The general idea in optimisation is to find a minimum (or maximum) of some function. Generally, our problem has the form \[ \min_{\boldsymbol{x}} f(\boldsymbol{x}). \] Sometimes our problem can be constrained, which would take the general form \[ \min_{\boldsymbol{x}} f(\boldsymbol{x}) \]\[ \text{subject to } g_i(x) \leq 0 \] for \(i=1,\dots,m\), \(f:\mathbb{R}^n \to \mathbb{R}\). These are important problems to solve, and it is often that there is no analytical solution to the problem, or the analytical solution is unavailable. This portfolio will explain the most popular numerical optimisation methods, and those readily available in R.

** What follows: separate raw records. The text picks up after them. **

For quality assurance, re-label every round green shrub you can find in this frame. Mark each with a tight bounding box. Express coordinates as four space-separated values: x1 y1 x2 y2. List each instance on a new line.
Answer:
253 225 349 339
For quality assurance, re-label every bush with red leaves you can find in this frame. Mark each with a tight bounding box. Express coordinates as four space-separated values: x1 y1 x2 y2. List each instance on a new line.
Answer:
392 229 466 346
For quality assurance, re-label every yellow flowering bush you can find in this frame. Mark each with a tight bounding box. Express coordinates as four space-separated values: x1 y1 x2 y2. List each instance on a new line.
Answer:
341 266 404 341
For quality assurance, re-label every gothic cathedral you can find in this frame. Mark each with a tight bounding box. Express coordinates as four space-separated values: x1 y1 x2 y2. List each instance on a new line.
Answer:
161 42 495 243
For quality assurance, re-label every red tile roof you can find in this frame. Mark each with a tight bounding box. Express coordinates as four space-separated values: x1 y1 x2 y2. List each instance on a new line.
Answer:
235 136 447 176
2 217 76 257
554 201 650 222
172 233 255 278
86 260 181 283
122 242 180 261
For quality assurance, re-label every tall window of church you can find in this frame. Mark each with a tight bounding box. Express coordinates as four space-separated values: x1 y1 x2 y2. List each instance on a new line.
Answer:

To demonstrate the different optimisation methods, the speeds and abilities of each, consider optimising the Rastrigin function. This is a non-convex function that takes the form \[ f(\boldsymbol{x}) = An + \sum^n_{i=1} [x_i^2-A\cos(2\pi x_i)], \]
where \(n\) is the length of the vector \(\boldsymbol{x}\). We can plot this function in 3D using the plotly
package to inspect it.
f = function(x) A*n + sum(x^2 - A*cos(2*pi*x))
A = 5
n = 2
x1 = seq(-10,10,length=100)
x2 = seq(-10,10,length=100)
xy = expand.grid(x1,x2)
z = apply(xy,1,f)
dim(z)= c(length(x1),length(x2))
plot_ly(x = x1, y=x2, z=z) %>% add_surface()
So we are interested in optimising the function f
. We can see from inspection of the plot that there is a global minimum at \(\boldsymbol{x} = \boldsymbol{0}\), where \(f(\boldsymbol{0}) = 0\), and likewise:
f(c(0,0))
## [1] 0
So we will be evaluating optimisation methods based on how close they get to this true solution. We continue this portfolio by explaining the different optimisation methods, and evaluating their performance in finding the global minimum of the Rastrigin function.
When \(n=2\), the gradient and hessian for this function can be calculated analytically: \[ \nabla f(\boldsymbol{x}) = \begin{pmatrix} 2 x_1 + 2\pi A \sin(2\pi x_1) \\ 2 x_2 + 2\pi A \sin(2\pi x_2) \end{pmatrix} \] \[ \nabla^2 f(\boldsymbol{x}) = \begin{pmatrix} 2 + 4\pi^2 A \cos (2\pi x_1) & 0 \\ 0 & 2 + 4\pi^2 A \cos (2\pi x_2) \end{pmatrix} \] We can construct these functions in R.
grad_f = function(x) {
c(2*x[1] + 2*pi*A*sin(2*pi*x[1]),
2*x[2] + 2*pi*A*sin(2*pi*x[2]) )
}
hess_f = function(x){
H11 = 2 + 4*pi^2*A*sin(2*pi*x[1])
H22 = 2 + 4*pi^2*A*sin(2*pi*x[2])
return(matrix(c(H11,0,0,H22),2,2))
}
These analytical forms of the gradient and hessian can be supplied to various optimisation algorithms to speed up convergence.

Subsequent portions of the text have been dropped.